In 2004, 711 female herdbook animals of the Thuringian forest goat were kept by 106 breeders in 13 federal states, 45 percent of them in Thuringia . Of these, 29 breeders with 273 female herdbook animals were registered in the Suhl Zoo . Further herdbook breedings were operated in Lippelsdorf and Böhlen , not herdbook breedings were found in Ruhla , Meura and Sonneberg .
Their population is monitored by the Federal Office for Agriculture and Food . There are Kryoreserven created and be subject to monitoring.
The stocks have now recovered. In 2011 there were around 150 male goats and 1,300 mother goats registered in 120 herd book farms nationwide with a focus on Thuringia, Hesse, Rhineland-Palatinate, Lower Saxony, Bavaria and Saxony. With the aim of preserving the endangered breed in the future, a nationwide breed advisory board was founded in the summer of 2012.
See also
literature
- Karola Stier: The Thuringian Forest Goat . In: Society for the preservation of old and endangered domestic animal breeds eV (Ed.): Online brochure focus on sheep, goats, working dogs . 2008 ( PDF file [accessed January 5, 2014]).
Web links
- The Thuringian Forest Goat in the goat lexicon , accessed on September 28, 2009
- Breed portrait The Thuringian forest goat of the initiative Diverse initiatives for the conservation of old and endangered domestic animal breeds
- Thuringian forest goat , breed description of the society for the preservation of old and endangered domestic animal breeds
- Breed Advisory Board Thuringian Forest Goat with information on breeding, conservation, history and breed characteristics
Individual evidence
- ↑ a b Federal Office for Agriculture and Food: Red List of Endangered Indigenous Livestock Breeds in Germany. Edition 2010 ( Memento of the original from July 18, 2011 in the Internet Archive ) Info: The archive link was inserted automatically and has not yet been checked.

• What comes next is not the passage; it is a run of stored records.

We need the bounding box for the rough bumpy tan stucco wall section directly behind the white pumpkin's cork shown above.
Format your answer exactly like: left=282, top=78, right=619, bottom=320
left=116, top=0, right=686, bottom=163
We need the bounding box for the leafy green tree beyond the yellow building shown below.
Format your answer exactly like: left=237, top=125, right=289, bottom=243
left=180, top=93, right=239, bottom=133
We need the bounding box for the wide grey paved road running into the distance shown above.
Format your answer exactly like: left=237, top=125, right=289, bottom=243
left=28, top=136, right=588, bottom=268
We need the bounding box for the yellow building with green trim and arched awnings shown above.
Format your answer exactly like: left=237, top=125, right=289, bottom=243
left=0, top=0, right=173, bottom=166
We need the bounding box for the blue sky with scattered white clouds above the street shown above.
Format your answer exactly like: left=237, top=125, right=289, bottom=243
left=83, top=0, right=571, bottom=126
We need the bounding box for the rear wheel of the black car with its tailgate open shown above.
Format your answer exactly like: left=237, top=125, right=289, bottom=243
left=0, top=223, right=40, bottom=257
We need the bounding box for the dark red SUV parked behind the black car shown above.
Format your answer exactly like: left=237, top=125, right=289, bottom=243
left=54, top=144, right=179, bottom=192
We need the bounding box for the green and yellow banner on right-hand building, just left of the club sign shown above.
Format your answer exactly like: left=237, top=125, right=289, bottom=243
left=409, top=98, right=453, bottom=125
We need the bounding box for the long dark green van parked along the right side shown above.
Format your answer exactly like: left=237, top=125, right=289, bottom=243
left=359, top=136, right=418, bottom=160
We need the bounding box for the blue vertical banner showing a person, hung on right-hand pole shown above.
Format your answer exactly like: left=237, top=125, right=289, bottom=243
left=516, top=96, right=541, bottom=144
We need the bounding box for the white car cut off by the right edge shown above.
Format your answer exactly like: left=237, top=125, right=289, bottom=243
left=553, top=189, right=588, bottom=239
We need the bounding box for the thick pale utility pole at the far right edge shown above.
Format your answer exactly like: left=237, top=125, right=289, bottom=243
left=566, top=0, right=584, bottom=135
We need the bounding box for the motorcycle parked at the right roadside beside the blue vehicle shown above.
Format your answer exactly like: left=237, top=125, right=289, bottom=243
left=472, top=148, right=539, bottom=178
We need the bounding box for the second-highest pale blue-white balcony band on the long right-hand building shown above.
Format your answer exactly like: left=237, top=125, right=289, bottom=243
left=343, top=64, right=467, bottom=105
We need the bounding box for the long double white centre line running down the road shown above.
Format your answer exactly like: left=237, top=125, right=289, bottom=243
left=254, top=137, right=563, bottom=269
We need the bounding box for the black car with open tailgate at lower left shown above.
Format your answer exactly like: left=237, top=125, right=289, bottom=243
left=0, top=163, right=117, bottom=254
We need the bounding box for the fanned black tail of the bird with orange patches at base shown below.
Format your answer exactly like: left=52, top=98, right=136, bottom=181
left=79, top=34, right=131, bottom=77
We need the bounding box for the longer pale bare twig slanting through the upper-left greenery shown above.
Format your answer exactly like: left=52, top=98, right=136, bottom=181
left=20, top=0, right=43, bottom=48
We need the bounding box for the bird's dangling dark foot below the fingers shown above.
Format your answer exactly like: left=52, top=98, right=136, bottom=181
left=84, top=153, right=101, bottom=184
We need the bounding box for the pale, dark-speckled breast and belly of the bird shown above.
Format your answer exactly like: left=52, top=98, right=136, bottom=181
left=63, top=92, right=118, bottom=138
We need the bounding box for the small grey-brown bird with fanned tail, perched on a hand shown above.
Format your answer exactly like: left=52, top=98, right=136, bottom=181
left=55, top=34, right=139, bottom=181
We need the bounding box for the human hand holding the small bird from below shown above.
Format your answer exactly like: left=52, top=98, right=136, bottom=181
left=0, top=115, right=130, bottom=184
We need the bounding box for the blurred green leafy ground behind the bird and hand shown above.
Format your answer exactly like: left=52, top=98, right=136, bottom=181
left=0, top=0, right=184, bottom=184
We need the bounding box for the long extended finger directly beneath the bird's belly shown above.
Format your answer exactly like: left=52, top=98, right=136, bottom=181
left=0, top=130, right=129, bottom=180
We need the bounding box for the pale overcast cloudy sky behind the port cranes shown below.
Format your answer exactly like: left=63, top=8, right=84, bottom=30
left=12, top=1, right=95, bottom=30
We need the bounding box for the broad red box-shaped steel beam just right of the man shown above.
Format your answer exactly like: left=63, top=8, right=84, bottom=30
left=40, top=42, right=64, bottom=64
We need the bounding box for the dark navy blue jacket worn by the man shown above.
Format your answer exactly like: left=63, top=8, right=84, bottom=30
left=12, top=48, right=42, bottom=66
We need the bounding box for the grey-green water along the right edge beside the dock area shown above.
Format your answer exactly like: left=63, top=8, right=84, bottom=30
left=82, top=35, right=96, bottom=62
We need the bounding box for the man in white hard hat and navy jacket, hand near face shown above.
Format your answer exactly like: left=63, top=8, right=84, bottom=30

Please check the original and archive link according to the instructions and then remove this notice. , Pp. 98–99 (PDF, 1.85 MB)
- ↑ a b Homepage Rassebeirat TWZ ( Memento of the original from August 14, 2012 in the Internet Archive ) Info: The archive link was automatically inserted and not yet checked. Please check the original and archive link according to the instructions and then remove this notice. (accessed on November 23, 2012)
- ↑ Stefan Neumann: Thuringian forest goats - ideal for grazing mountain meadows. In: Magazin Naturpark Thüringer Wald , Issue 5, Friedrichshöhe 2004, pp. 37–39.